Wenn alte Propaganda in neuen Informationsumgebungen wirkt

Seit Jahrhunderten nutzt Russland Kultur, um seinen Ruf zu legitimieren und seine Ansprüche durchzusetzen. Seit 2014 setzt Russland jedoch neuartige CHX-Techniken ein, die Alibis schaffen, um die militärischen, politischen und terroristischen Operationen Russlands zu rechtfertigen.

Neu ist dabei vor allem die Art und Weise, wie Russland seine CHX-Aktivitäten kombiniert und verfeinert hat. Eine Informationsumgebung, in der Online-Nutzer Suchmaschinen nutzen, um zu recherchieren, „was wirklich passiert ist“, ist ideal für digitale Bilder von Denkmälern, die auf einen konkreten Ort und eine konkrete Zeit zu verweisen scheinen. Zwar ist das Täuschen der Öffentlichkeit keine neue Methode. Doch die Überzeugung von angeblichen historischen Verbrechen gelingt eher durch ein Zusammenspiel aus Denkmälern, Texten, digitalen Kopien, Überlieferungen und einem komplexen emotionalen Register. CHX ist keine Doktrin, sondern ein dynamisches Repertoire an Techniken und Werkzeugen, die an sich wandelnde Situationen angepasst werden.

Russland kann auf bewährte Methoden zurückgreifen, weil die Ukraine und ihre Partner bislang keine wirksame Gegenstrategie etabliert haben. Faktenchecks sind wichtig und sollten fortgeführt werden. Darüber hinaus bedarf es jedoch weiterer Forschung, um zu erfassen, wo neue Denkmäler errichtet werden und von wem, wie sie in lokalen Kontexten aktiviert werden, wie sich ihre digitalen Reproduktionen in sozialen Netzwerken verbreiten, welche Informationswirkung sie entfalten und warum unterschiedliche lokale Zielgruppen unterschiedlich reagieren.
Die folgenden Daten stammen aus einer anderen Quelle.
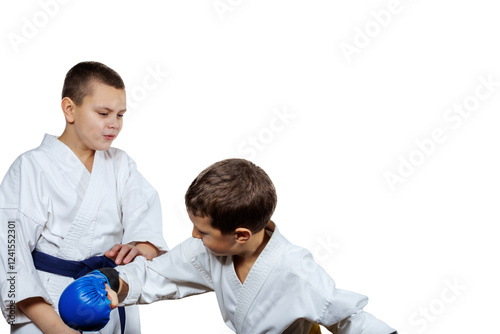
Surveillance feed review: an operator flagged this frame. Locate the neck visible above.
[58,130,95,172]
[237,229,270,262]
[233,224,270,283]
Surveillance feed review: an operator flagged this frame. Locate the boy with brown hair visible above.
[0,62,167,334]
[102,159,396,334]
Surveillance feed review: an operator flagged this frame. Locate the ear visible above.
[234,227,253,244]
[61,97,76,124]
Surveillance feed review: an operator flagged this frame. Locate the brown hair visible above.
[62,61,125,106]
[185,159,277,233]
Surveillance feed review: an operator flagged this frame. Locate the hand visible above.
[105,284,118,310]
[104,244,152,265]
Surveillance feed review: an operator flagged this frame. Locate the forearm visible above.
[17,297,78,334]
[135,241,160,259]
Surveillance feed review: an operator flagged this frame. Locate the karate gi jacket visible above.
[117,222,394,334]
[0,135,167,334]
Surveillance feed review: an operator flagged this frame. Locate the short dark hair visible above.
[62,61,125,106]
[185,159,278,234]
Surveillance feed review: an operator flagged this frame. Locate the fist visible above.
[59,270,111,331]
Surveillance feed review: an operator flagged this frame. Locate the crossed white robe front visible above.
[0,135,167,334]
[117,222,394,334]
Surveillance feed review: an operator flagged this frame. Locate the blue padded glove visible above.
[59,270,111,331]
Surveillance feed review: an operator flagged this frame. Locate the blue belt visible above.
[31,249,125,334]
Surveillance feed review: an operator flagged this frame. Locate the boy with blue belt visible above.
[0,62,167,334]
[97,159,396,334]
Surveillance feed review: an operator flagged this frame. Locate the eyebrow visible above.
[95,106,127,112]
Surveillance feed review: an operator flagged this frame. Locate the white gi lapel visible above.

Wie der russischen Ausbeutung des kulturellen Erbes entgegengewirkt werden kann

Um der russischen CHX entgegenzuwirken, sollten wir zunächst einmal klarstellen, dass neue, pro-russische Denkmäler kein Kulturerbe sind. Sie sind Desinformation. Russland nutzt den Bereich des kulturellen Erbes aus, indem es vorgibt, Wissenschaft und fundierte Interpretation zu unterstützen. Das sind Praktiken, die eigentlich Fachleuten des Kulturerbes vorbehalten sind, hier jedoch für militärische Zwecke genutzt werden. In diesem Zusammenhang ist es wichtig, aussichtslose historische Debatten zu vermeiden, da sie Ressourcen verbrauchen und von den Kernproblemen ablenken. Wir sollten uns stattdessen darauf konzentrieren, gesellschaftliche, politische und informative Schwachstellen zu identifizieren und zu überwachen, die von russischen CHX-Überzeugungstaktiken ausgenutzt werden können. Wir müssen die zeitlich-räumlichen Zusammenhänge zwischen neuen Denkmälern, Informationsalibis und den militärischen und diplomatischen Offensiven Russlands beobachten. Schließlich sollten wir Bemühungen in der Ukraine unterstützen, die alternative kulturelle und historische Perspektiven zu denen des Kremls bieten. Die Umkehr der Auswirkungen von CHX erfordert Maßnahmen, die sensibel mit den unterschiedlichen Gefühlen umgehen, die Gemeinschaften in den vorübergehend besetzten Gebieten gegenüber öffentlichem Kulturgut haben. Dies setzt ein umfassendes Verständnis der globalen Dimension russischer CHX sowie ihrer Merkmale, Inhalte und tödlichen Folgen voraus.